Great point. If my personal AI assistant cannot find your product/website/content, it effectively may no longer exist! For me. Ain't nobody got the time to go searching that stuff up and sifting through the AI slop. The pendulum may even swing the other way and the publishers may need to start paying me (or whoever my gatekeeper is) for access to my space...

gosub100 7 hours ago||

But wait, I thought AI was so great for all industries? Publishers can have AI-generated articles, and instantly fix grammar problems, And translate it seamelessly to every language, and even use AI-generated images where appropriate to enrich the article. It was going to make us all so productive? What happened? Why would you want to _block_ AI from ingesting the material?

colesantiago 8 hours ago||

I fear that these news publishers would come after RSS next as I see hundreds of AI companies misusing the terms of the news publishers's RSS feed for profit on mass scraping.

They do not care and we will be all worse off for it if these AI companies keep continuing to bombard news publishers RSS feeds.

It is a shame that the open web as we know it is closing down because of these AI companies.

kevincloudsec 9 hours ago||

There's a compliance angle to this that nobody's talking about. Regulatory frameworks like SOC 2 and HIPAA require audit trails and evidence retention. A lot of that evidence lives at URLs. When a vendor's security documentation, a published incident response, or a compliance attestation disappears from the web and can't be archived, you've got a gap in your audit trail that no auditor is going to be happy about.

I've seen companies fail compliance reviews because a third-party vendor's published security policy that they referenced in their own controls no longer exists at the URL they cited. The web being unarchivable isn't just a cultural loss. It's becoming a real operational problem for anyone who has to prove to an auditor that something was true at a specific point in time.

iririririr 7 hours ago||

This is new to me, so I did a quick search for a few examples of such documents.

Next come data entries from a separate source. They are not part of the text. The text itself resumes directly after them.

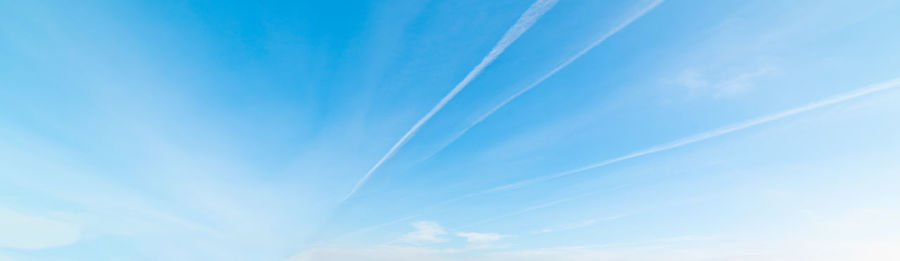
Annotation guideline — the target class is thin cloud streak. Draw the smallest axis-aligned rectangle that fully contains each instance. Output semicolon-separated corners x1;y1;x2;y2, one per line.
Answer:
341;0;558;202
334;74;900;238
463;78;900;228
479;75;900;194
432;0;664;158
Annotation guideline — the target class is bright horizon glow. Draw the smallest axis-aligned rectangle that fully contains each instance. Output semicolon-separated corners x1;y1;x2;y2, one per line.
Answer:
0;0;900;261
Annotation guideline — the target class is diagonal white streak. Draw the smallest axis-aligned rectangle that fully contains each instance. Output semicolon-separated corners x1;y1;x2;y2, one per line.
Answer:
341;0;558;202
454;75;900;228
330;75;900;244
432;0;663;158
479;75;900;194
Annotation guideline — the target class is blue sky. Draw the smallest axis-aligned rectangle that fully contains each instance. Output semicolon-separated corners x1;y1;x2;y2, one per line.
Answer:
0;0;900;261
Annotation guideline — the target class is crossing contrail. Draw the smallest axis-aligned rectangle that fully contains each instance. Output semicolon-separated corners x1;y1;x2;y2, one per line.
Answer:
341;0;558;202
432;0;663;158
478;75;900;194
350;74;900;235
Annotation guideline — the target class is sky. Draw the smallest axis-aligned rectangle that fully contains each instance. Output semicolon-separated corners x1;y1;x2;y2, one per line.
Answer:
0;0;900;261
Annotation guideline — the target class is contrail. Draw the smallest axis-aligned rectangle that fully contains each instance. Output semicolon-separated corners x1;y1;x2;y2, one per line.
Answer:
342;75;900;236
341;0;558;202
432;0;664;158
454;75;900;228
477;75;900;194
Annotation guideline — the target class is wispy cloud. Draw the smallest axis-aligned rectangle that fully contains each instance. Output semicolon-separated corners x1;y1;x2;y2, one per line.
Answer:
342;0;558;201
336;75;900;242
466;75;900;193
426;0;663;158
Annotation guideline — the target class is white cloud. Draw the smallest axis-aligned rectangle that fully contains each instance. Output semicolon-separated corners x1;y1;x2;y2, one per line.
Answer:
456;232;507;244
400;221;447;244
0;208;81;250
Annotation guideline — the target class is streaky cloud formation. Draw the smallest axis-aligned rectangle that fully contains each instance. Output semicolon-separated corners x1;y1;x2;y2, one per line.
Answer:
482;75;900;193
432;0;664;158
341;0;558;202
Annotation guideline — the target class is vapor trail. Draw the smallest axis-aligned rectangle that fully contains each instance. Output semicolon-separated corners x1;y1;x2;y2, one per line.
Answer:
341;0;558;202
340;75;900;240
477;75;900;194
432;0;664;158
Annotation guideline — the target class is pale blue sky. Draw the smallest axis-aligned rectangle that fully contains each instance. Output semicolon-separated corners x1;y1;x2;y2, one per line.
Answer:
0;0;900;261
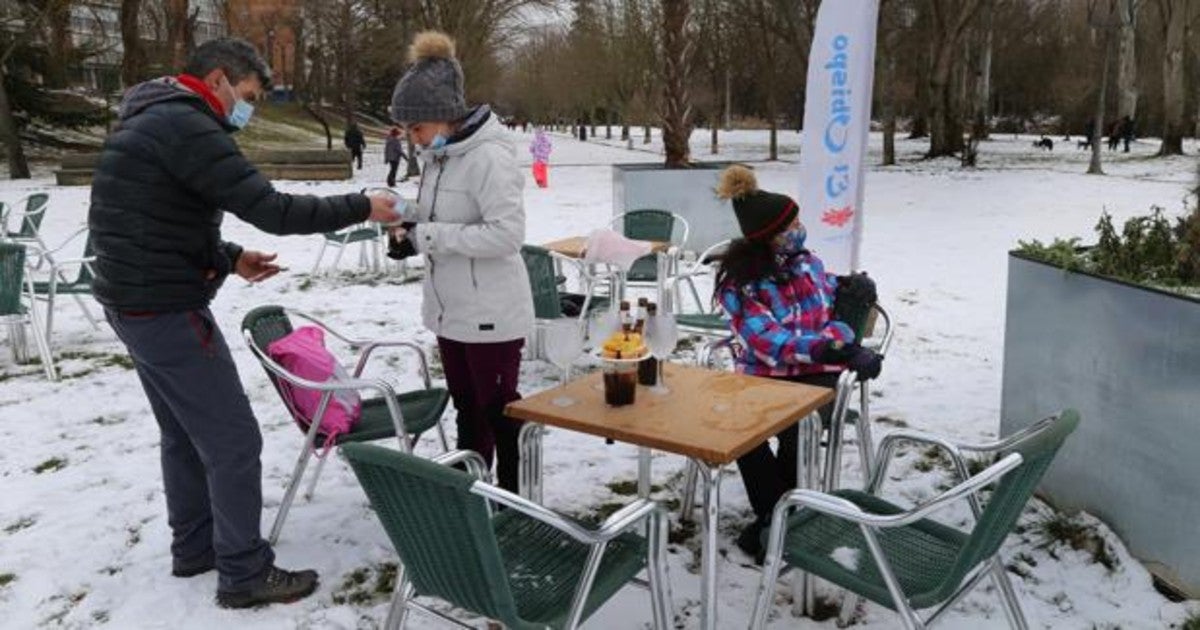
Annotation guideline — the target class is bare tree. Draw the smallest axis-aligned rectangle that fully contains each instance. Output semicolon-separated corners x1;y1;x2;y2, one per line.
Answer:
164;0;190;72
662;0;692;168
1087;0;1122;175
0;0;70;179
1117;0;1142;120
121;0;146;88
1156;0;1190;156
928;0;983;157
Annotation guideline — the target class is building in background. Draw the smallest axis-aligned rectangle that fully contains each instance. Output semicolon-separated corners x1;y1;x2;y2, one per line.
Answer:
71;0;228;91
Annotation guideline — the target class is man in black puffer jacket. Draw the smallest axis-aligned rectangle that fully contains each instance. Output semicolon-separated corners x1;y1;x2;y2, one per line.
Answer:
88;38;398;607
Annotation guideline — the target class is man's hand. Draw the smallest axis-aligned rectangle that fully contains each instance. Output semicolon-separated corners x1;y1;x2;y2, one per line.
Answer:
367;194;401;223
235;250;281;282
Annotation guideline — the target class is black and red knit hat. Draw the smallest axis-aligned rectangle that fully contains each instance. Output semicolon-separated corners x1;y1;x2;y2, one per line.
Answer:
716;164;799;241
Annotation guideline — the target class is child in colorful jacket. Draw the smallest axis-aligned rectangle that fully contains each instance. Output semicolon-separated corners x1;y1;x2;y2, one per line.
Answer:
715;166;882;562
529;127;552;188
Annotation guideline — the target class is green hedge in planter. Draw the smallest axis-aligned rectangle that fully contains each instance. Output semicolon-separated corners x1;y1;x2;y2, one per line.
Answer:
1016;206;1200;293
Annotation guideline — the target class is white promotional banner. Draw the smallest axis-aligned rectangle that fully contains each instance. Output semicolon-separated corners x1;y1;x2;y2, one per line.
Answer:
799;0;880;274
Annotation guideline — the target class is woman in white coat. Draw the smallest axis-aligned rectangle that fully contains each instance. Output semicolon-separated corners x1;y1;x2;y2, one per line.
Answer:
389;31;533;492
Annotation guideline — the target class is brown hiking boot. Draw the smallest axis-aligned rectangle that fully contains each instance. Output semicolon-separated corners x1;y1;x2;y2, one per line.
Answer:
217;565;317;608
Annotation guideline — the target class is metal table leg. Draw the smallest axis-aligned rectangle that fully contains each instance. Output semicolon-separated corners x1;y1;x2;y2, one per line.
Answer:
517;422;546;505
696;460;721;630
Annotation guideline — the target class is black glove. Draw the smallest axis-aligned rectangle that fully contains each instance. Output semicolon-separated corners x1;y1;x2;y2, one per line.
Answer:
809;340;883;380
846;346;883;380
809;340;858;365
388;229;416;260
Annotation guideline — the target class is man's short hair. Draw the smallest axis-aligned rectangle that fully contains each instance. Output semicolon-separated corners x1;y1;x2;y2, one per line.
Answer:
184;37;271;90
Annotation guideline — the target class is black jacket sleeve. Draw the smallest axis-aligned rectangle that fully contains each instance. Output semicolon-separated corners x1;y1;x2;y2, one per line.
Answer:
166;112;371;235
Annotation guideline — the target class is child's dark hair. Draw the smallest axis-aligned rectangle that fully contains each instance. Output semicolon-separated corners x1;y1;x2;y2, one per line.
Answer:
714;239;782;295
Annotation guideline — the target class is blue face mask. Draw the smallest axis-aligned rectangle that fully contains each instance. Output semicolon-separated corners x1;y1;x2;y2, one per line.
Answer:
226;98;254;130
775;226;809;256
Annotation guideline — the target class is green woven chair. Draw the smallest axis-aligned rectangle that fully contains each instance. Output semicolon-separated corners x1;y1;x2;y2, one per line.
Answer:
312;223;383;275
241;305;450;545
34;228;100;338
0;241;59;380
521;245;610;322
750;409;1079;630
608;210;691;287
342;444;672;630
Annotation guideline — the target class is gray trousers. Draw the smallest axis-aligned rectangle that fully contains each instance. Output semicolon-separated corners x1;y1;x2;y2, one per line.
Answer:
104;308;275;592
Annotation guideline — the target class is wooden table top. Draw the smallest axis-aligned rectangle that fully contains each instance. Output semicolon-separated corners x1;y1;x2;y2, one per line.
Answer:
542;236;671;258
506;364;834;464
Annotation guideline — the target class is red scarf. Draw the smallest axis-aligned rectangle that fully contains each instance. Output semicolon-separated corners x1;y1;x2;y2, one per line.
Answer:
175;74;226;118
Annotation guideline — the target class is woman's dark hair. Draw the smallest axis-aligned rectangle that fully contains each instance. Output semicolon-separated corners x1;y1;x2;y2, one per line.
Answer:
714;239;782;293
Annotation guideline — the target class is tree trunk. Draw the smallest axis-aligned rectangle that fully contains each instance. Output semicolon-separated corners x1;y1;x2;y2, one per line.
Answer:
1117;0;1142;120
43;0;74;89
662;0;691;168
1158;0;1188;156
1087;29;1112;175
0;64;30;179
121;0;146;88
167;0;187;72
880;28;900;167
928;0;983;157
971;0;996;140
767;86;779;162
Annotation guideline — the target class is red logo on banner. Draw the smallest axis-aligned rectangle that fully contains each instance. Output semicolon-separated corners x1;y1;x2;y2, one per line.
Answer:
821;205;854;228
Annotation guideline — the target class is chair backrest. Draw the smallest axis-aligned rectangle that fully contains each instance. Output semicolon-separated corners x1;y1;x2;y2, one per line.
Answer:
614;210;676;242
521;245;563;319
12;192;50;239
342;444;522;626
0;241;25;316
941;409;1079;596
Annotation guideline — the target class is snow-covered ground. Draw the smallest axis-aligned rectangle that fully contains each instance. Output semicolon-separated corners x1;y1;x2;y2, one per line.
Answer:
0;130;1200;629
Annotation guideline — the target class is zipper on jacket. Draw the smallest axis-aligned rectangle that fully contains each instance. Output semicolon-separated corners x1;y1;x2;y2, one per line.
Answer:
427;156;451;326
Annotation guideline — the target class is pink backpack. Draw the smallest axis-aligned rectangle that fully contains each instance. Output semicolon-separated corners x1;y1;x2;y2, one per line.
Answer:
266;326;362;456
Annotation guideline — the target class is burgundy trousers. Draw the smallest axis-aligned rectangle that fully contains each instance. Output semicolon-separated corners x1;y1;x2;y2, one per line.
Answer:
438;337;524;492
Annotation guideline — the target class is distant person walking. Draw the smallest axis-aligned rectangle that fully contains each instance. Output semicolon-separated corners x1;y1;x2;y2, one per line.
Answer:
529;127;553;188
88;38;398;608
1121;115;1136;154
342;120;367;170
383;126;408;188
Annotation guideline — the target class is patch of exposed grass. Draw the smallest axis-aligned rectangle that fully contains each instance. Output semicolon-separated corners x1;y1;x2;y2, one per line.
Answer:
605;479;662;497
4;516;37;534
34;457;67;474
1036;512;1117;571
332;563;397;606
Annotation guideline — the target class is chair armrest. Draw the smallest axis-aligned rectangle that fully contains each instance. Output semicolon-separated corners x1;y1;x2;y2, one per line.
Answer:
866;430;971;494
348;340;433;389
286;308;433;389
774;452;1022;529
430;449;491;481
472;482;662;545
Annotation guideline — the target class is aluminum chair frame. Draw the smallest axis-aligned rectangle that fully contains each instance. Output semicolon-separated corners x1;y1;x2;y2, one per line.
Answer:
241;308;450;545
0;241;59;380
2;192;50;264
29;226;100;338
750;416;1070;630
310;223;383;275
608;208;691;306
384;450;672;630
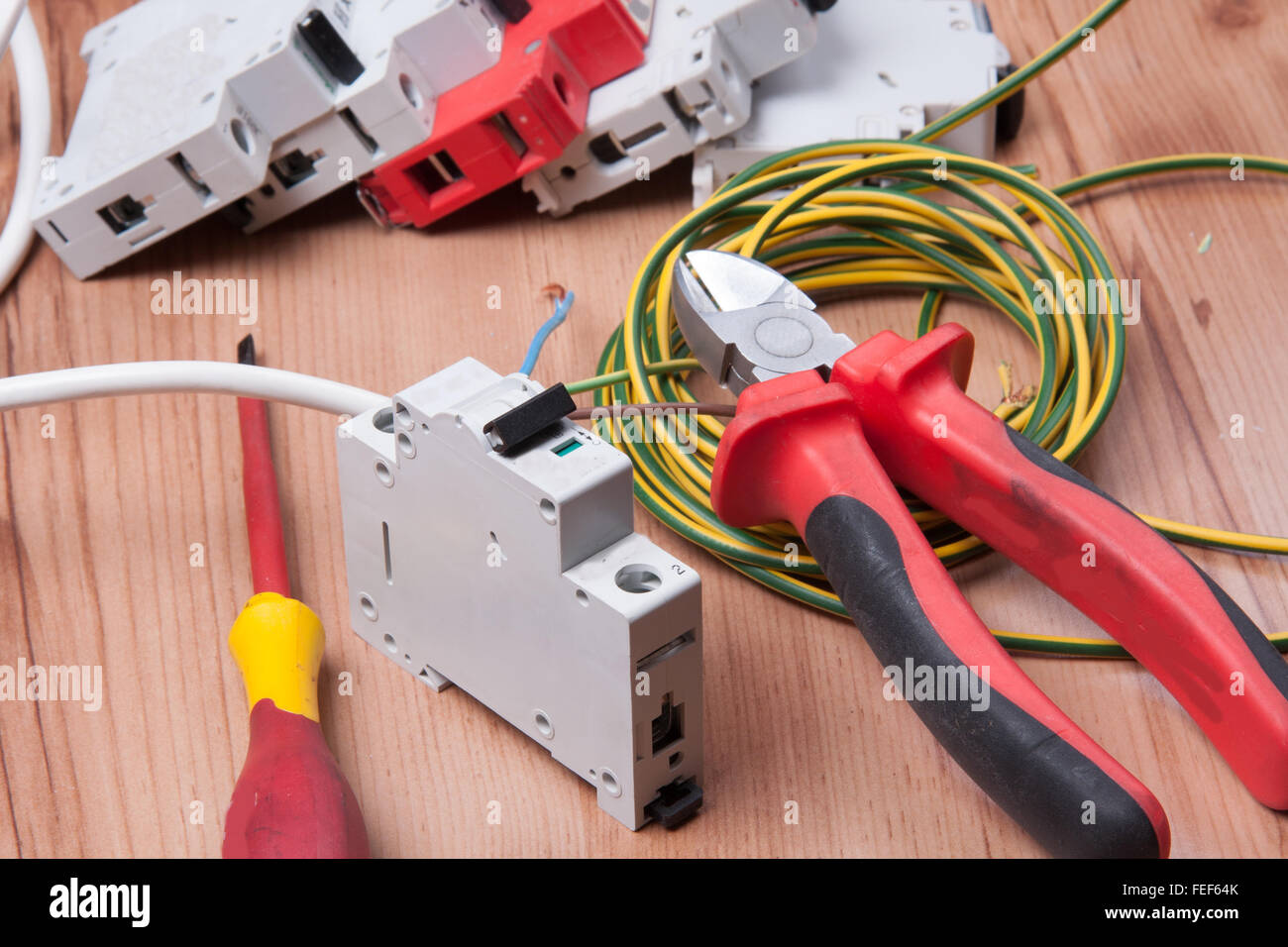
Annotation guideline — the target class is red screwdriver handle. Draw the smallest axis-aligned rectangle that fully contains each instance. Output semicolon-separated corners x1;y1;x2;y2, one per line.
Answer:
832;325;1288;809
711;371;1169;857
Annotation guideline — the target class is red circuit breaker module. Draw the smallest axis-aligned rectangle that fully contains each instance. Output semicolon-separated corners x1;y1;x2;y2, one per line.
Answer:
360;0;652;227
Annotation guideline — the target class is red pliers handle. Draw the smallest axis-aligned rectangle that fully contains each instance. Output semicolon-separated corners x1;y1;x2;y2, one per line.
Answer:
711;371;1169;857
832;325;1288;809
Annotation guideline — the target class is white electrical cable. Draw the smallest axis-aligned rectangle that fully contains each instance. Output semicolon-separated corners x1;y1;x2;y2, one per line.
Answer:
0;362;391;416
0;3;51;292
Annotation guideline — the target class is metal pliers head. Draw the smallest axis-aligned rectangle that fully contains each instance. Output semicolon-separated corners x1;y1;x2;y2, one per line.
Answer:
671;250;854;394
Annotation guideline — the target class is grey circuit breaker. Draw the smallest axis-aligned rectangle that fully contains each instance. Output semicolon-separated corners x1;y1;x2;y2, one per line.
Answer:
336;359;702;828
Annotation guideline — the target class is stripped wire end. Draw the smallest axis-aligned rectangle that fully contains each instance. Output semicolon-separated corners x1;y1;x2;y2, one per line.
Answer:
519;283;575;374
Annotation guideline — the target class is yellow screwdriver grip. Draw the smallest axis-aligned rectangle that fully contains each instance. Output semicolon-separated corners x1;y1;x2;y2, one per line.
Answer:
228;591;326;720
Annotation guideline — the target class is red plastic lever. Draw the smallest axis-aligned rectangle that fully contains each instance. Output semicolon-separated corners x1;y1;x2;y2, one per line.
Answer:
832;325;1288;809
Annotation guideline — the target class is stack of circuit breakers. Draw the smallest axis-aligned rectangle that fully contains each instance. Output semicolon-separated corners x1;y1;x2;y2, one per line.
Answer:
33;0;1018;278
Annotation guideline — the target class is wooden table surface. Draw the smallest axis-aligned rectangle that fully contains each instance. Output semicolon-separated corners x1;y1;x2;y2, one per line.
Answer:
0;0;1288;857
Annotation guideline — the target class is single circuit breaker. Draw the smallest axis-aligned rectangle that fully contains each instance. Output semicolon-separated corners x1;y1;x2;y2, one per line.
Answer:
336;359;702;828
523;0;832;217
693;0;1024;207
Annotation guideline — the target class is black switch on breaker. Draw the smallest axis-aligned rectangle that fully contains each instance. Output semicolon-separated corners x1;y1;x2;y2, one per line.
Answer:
295;9;364;85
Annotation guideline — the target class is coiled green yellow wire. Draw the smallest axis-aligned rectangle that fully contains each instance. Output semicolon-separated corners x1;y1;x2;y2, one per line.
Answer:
568;0;1288;657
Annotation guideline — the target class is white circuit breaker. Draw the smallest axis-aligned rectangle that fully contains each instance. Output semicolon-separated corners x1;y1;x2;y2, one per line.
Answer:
336;359;702;828
693;0;1017;206
523;0;818;217
33;0;503;278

The very first result was a 404

https://aws.amazon.com/compliance/reports/

The jokes write themselves.

staticassertion 7 hours ago||

But how is this related to the internet being archivable? This sort of proves the point that URLs were always a terrible idea to reference in your compliance docs, the answer was always to get the actual docs.

paulryanrogers 6 hours ago|||

IME compliance tools will take a doc and or a link. What's acceptable is up to the auditor. IMO both a link and doc are best.

Links alone can be tempting as you've to reference the same docs or policies over and over for various controls.

aussieguy1234 6 hours ago|||

Wayback machine URLs are much more likely to be stable.

Even if the content is taken down, changed or moved, a copy is likely to still be available in the Wayback Machine.

staticassertion 6 hours ago||

I would never rely on this vs just downloading the SOC2 reports, which almost always aren't public anyways and need to be requested explicitly. I suspect that that compliance page would have just linked to a bunch of PDF downloads or possibly even a "request a zip file from us after you sign an NDA" anyways.

alexpotato 9 hours ago|||

> Regulatory frameworks like SOC 2 and HIPAA require audit trails and evidence retention

Sidebar:

Having been part of multiple SOC audits at large financial firms, I can say that nothing brings adults closer to physical altercations in a corporate setting than trying to define which jobs are "critical".

- The job that calculates the profit and loss for the firm, definitely critical

- The job that cleans up the logs for the job above, is that critical?

- The job that monitors the cleaning up of the logs, is that critical too?

These are simple examples but it gets complex very quickly and engineering, compliance and legal don't always agree.

Ucalegon 8 hours ago|||

Thats when you reach out to your insurer and ask them their requirements as per the policy and/or if there are any contractual obligations associated with the requirements which might touch indemnity/SLAs. If it does, then it is critical, if not, then its the classic conversation of cost vs risk mitigate/tolerance.

a13n 8 hours ago||||

depends, if you don’t clean up the logs and monitor that cleanup will it eventually hit the p&l? eg if you fail compliance audits and lose customers over it? then yes. it still eventually comes back to the p&l.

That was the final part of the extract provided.